My co-founder Emily and I, were both working in international development when the Rana Plaza factory collapsed in Bangladesh, killing over 1,134 garment workers and injuring over 2,000 more. From the unique perspectives we had - me leading the corporate partnerships division of a media company that covered international development activities and Emily working in the field - we noticed that there was a need to motivate the fashion industry to change. We had also identified a personal frustration that we as conscious consumers couldn’t easily align our purchasing power with our values when it came to clothing. The confluence of these two realizations inspired us to search for solutions that would align consumers, makers, and the industry in cooperation with one another to bring about lasting social and environmental change.
How do you generate new ideas to stay relevant on the market? Is it important to innovate in your space?
We are constantly iterating. 3 months into our Private Beta, we identified ways we can overhaul the customer experience to be more profitable and sustainable and now we’re running toward our full launch with those changes. You have to be willing to fully dive into new ideas. If you don’t innovate, someone else will. And what good has ever come from being stagnant? It helps that we used design thinking and rapid prototyping from day one to come up with our business model. Iterating and innovating is part of our DNA!
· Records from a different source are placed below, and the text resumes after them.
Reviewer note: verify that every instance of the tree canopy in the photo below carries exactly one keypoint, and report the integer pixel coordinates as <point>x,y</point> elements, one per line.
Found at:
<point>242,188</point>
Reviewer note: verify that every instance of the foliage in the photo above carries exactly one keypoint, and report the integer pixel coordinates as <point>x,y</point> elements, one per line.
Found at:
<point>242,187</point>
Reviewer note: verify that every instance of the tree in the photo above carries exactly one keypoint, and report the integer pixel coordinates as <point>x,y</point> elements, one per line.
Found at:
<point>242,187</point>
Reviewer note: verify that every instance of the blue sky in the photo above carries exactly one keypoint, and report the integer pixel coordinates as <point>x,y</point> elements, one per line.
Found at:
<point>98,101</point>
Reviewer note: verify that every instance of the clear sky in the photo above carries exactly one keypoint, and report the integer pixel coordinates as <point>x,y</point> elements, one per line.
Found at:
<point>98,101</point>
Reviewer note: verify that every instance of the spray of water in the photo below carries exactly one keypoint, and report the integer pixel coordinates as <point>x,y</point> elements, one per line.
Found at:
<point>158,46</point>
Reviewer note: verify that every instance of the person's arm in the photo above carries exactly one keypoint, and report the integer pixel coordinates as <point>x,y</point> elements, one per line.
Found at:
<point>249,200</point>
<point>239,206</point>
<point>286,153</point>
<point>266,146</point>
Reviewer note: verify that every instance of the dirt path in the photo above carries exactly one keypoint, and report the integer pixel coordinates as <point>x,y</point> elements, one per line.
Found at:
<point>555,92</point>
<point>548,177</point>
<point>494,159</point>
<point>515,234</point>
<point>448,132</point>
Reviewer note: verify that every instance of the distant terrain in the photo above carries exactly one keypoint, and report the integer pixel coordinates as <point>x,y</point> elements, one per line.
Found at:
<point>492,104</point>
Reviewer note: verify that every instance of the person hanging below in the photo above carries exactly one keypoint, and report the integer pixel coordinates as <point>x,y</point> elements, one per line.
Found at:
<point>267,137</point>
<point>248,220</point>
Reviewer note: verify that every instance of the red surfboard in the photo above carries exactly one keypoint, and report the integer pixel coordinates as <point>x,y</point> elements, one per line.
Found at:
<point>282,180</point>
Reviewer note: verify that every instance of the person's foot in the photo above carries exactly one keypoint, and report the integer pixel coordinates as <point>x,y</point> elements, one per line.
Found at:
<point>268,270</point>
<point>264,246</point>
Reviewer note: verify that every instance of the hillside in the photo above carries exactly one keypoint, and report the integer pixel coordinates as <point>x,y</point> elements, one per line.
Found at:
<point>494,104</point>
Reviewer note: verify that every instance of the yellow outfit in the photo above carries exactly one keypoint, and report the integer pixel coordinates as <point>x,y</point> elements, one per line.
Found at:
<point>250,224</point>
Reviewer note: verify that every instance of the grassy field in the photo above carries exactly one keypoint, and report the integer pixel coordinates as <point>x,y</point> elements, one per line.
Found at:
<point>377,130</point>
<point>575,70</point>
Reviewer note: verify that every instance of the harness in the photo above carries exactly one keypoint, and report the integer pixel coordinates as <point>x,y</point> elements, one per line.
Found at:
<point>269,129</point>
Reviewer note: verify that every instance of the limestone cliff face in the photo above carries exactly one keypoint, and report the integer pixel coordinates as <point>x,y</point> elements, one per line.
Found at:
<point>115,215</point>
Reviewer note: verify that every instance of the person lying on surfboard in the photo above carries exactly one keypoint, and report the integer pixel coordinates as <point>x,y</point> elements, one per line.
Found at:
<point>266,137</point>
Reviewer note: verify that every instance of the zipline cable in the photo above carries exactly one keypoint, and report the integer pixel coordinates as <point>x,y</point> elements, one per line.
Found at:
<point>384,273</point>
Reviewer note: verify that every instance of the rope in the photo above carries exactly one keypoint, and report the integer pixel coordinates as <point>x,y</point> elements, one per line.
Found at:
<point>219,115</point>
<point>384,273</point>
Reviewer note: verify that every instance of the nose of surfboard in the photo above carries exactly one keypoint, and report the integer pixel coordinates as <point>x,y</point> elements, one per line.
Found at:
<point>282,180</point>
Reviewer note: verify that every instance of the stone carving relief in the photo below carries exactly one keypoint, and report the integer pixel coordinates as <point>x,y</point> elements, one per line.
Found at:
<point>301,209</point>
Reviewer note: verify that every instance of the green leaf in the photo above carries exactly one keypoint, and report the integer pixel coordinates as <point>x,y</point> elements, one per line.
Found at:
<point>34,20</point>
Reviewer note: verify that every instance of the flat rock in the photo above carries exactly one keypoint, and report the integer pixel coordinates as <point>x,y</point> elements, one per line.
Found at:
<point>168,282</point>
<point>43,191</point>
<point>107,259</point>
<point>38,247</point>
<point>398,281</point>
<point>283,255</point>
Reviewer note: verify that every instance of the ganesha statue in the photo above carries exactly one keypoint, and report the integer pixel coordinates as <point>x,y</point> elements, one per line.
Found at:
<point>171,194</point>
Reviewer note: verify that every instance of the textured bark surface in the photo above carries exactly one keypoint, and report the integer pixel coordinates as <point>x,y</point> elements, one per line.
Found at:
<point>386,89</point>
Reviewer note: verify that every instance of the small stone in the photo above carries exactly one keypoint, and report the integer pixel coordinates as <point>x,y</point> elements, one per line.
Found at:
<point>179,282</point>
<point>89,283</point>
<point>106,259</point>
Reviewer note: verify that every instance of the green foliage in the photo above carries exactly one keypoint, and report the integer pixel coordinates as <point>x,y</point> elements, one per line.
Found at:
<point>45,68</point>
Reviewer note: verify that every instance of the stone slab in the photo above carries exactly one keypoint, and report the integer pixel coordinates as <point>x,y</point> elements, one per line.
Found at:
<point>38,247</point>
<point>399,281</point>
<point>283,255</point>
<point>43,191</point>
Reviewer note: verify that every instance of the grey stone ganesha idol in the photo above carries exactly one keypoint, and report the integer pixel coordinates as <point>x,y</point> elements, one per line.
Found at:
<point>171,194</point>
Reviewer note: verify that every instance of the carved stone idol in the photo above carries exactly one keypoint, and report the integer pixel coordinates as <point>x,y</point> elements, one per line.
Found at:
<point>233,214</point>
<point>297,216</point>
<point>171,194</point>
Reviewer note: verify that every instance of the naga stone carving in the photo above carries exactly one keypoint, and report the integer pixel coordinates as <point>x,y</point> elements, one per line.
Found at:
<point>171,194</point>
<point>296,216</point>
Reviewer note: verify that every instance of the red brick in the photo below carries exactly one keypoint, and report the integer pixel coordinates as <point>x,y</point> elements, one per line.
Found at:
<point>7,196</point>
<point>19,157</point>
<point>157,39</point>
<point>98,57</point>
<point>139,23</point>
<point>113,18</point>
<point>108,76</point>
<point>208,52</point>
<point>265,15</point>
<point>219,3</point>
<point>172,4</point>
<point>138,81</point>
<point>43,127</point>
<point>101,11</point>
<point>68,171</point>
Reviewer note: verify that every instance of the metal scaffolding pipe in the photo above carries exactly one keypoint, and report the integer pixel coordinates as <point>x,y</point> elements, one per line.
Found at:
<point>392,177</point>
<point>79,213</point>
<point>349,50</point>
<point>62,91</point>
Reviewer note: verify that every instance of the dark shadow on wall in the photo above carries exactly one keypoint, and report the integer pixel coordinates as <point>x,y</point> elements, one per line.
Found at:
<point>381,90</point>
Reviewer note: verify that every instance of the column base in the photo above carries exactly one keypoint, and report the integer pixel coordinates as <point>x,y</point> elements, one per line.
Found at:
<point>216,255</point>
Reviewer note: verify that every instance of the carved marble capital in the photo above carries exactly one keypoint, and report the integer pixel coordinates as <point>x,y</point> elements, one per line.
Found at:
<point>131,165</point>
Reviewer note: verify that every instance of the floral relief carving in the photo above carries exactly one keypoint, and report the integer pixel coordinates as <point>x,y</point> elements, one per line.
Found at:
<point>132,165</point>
What sacrifices have you had to make to be a successful entrepreneur?
I’ve had to say goodbye to any semblance of a ‘normal’ life. There’s the logistics, such as sacrificing a salary and depleting your life savings until you can pay yourself, choosing between work and a social life, and putting dating on hold in your 20s because you just felt so compelled to run at the idea that you had different priorities. But the one that snuck up on me: My brain no longer turns off. As someone who will always try to carve out balance in her life, there’s no more “turning work off.” It’s my baby, so even when I’m in that yoga class or on vacation, new ideas and thoughts related to work pop into my head. But, when that’s your sacrifice, you gain the satisfaction of being so passionate about what you do each and every day that it becomes energizing rather than draining.
Was it difficult get capital/investors? Has anyone underestimated you as a female entrepreneur? If yes, how did you handle it?
Prepare yourself to be underestimated. Especially if you offer a product or service for women. It’ll be difficult for investors - most of whom are men - to relate or see value. Sara Blakely, Founder of Spanx and one of my personal idols, speaks often about how being underestimated was actually one of her greatest assets in business.
It took some time for me to learn, but I eventually realized that potential investors who don’t passionately believe in the business or don’t fully believe in my ability to build and lead a company aren’t investors who you want to be working with anyway. Find your champions who lift you up and help you grow. Be wary of money tied to those who do the opposite. And most of all, know what it is you stand for and have faith in your own vision. If you can do that, you’ll build more resilience and end up making it through the challenging times that come with entrepreneurship.